L’azione di patogeni dannosi e i cambiamenti climatici stanno causando perdite consistenti anche nel comparto dell’uva da tavola. Per questi motivi, negli ultimi anni si è aperto un nuovo orizzonte, quello relativo al genome editing con lo scopo di migliorare geneticamente le piante e renderle resistenti alle avversità.
Ormai sotto gli occhi di tutti, gli effetti del cambiamento climatico, con caldo torrido e siccità alternati a gelate e grandinate fuori stagione, stanno esponendo il mondo agricolo a danni sempre più ingenti.
Tuttavia, il ricorso al genome editing applicato all’agricoltura e a particolari settori produttivi, come la viticoltura da tavola, possono rappresentare un valido alleato contro queste avversità ormai tanto frequenti.
In particolare, uno strumento molto utile per il futuro è rappresentato dall’introduzione delle Tecniche di Evoluzione Assistita (TEA) che, già nell’ultimo decennio, hanno aperto una nuova frontiera per il miglioramento genetico delle specie vegetali. E strettamente legato alle TEA, anche il genome editing, una tecnologia capace di modificare piccole sequenze di DNA degli organismi viventi che, attraverso un’azione mirata in siti specifici, può essere utilizzata per ottenere piante con determinate caratteristiche.
È il caso dell’uva da tavola che, tra le specie arboree e arbustive coltivate maggiormente interessate da avversità legate a patogeni e clima a livello nazionale, potrebbe beneficiare di queste tecniche innovative.
Dal miglioramento genetico, infatti, da una parte si potrebbero ottenere piante autonomamente resilienti alle malattie e dall’altra, piante in cui la mutagenesi naturale viene accelerata tramite le nuove Tecniche di Evoluzione Assistita. Due soluzioni non in concorrenza tra di loro, ma che anzi possono contribuire a migliorare la resilienza e la sostenibilità del comparto dell’uva da tavola, riducendo l’apporto di fitofarmaci utilizzati e garantendo comunque produzioni di qualità.
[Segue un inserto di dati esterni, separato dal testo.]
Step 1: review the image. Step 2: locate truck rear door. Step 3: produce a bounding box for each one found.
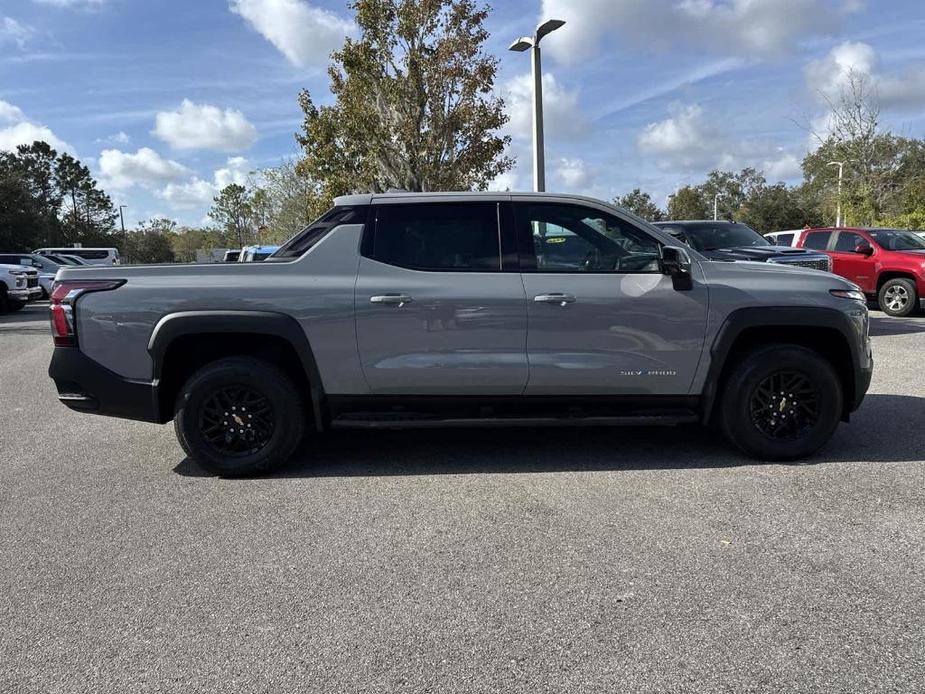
[355,201,527,395]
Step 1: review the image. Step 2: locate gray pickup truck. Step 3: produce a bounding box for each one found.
[50,193,873,475]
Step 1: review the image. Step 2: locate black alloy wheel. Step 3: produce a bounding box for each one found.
[749,371,819,441]
[199,385,276,458]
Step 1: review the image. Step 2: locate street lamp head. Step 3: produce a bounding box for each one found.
[507,36,533,53]
[536,19,565,44]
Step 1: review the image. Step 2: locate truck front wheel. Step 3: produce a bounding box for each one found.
[174,357,305,477]
[720,344,843,460]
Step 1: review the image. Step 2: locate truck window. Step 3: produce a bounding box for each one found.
[369,202,501,272]
[515,203,659,273]
[268,206,368,262]
[833,231,867,253]
[803,231,832,251]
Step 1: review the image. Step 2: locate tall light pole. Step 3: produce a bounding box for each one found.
[826,161,845,228]
[510,19,565,193]
[119,205,128,251]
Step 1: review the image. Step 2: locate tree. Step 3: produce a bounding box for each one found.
[54,153,116,245]
[735,183,823,234]
[122,217,177,263]
[296,0,513,206]
[614,188,665,222]
[668,186,713,219]
[260,160,325,243]
[697,167,766,218]
[169,227,206,263]
[0,142,116,250]
[209,183,255,247]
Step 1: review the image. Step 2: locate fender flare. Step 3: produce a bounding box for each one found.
[148,311,324,431]
[701,306,870,424]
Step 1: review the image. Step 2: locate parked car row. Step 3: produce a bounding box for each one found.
[640,220,925,317]
[767,227,925,317]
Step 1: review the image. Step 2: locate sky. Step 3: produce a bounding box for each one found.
[0,0,925,227]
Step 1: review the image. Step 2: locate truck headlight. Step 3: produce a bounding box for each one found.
[829,289,867,304]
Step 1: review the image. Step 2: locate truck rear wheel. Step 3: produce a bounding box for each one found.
[877,277,919,318]
[174,357,305,477]
[720,344,843,460]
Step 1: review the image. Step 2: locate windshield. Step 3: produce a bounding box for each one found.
[679,222,771,251]
[868,229,925,251]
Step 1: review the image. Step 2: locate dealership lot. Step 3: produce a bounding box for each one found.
[0,306,925,692]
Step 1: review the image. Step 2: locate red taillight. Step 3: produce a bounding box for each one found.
[51,280,125,347]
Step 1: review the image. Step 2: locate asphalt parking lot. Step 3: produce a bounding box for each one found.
[0,306,925,692]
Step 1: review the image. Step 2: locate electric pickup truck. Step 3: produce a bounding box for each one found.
[49,193,873,476]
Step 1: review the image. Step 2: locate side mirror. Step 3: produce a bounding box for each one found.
[659,246,694,291]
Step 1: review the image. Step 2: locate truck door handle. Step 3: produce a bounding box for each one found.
[533,294,576,306]
[369,294,414,308]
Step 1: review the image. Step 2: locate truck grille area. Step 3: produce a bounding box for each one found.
[770,258,832,272]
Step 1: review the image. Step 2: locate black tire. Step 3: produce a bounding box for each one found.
[174,357,305,477]
[877,277,919,318]
[719,344,844,461]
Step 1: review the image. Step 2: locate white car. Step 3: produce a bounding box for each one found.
[0,253,64,298]
[0,263,42,314]
[33,246,122,265]
[764,229,803,246]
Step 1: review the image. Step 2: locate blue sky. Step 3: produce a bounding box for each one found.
[0,0,925,224]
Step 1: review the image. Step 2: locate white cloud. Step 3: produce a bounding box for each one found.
[488,168,523,192]
[32,0,106,10]
[637,103,722,167]
[0,17,35,48]
[542,0,862,62]
[761,150,803,183]
[636,103,802,183]
[555,157,594,191]
[228,0,356,67]
[0,99,73,151]
[803,41,925,111]
[156,157,250,209]
[153,99,257,152]
[99,147,189,189]
[96,130,132,145]
[0,99,26,123]
[501,73,587,140]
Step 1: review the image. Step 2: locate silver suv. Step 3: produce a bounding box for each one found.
[50,193,873,475]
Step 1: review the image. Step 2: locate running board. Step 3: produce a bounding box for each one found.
[331,410,700,429]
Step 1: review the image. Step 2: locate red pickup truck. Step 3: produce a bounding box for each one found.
[793,228,925,316]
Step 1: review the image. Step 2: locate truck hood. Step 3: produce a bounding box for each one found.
[701,260,859,290]
[700,246,823,263]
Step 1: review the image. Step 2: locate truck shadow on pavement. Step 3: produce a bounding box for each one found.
[870,312,925,338]
[174,394,925,478]
[0,302,51,339]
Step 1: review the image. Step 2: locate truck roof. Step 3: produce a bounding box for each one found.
[334,191,610,207]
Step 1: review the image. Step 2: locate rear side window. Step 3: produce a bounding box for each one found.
[835,231,867,253]
[269,205,369,260]
[803,231,832,250]
[69,248,109,260]
[364,202,501,272]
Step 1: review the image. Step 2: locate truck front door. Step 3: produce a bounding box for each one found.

A tal proposito, è importante sottolineare che le mutazioni introdotte tramite le tecnologie di genome editing sono indistinguibili da quelle che si possono generare spontaneamente in natura. Inoltre, rispetto alle metodologie di miglioramento tradizionali, caratterizzate da cicli ripetuti di incrocio e selezione, i vantaggi che si possono trarre sono molteplici. In primo luogo, grazie alla tecnica del genome editing, è possibile ottenere ottimi risultati in brevissimo tempo rispetto ai metodi tradizionali. In secondo luogo, questa tecnica genetica dà la possibilità di trasferire il solo carattere interessato, evitando l’inserimento di eventuali geni associati, che possono portare caratteri negativi, nel genoma della pianta da migliorare. Per esempio se si sta migliorando una pianta di uva da tavola per conferirle maggiore resistenza nei confronti della peronospora, dopo diversi cicli di incrocio e selezione si può arrivare ad avere vitigni resistenti, ma che possono essere caratterizzati da una produzione nettamente inferiore.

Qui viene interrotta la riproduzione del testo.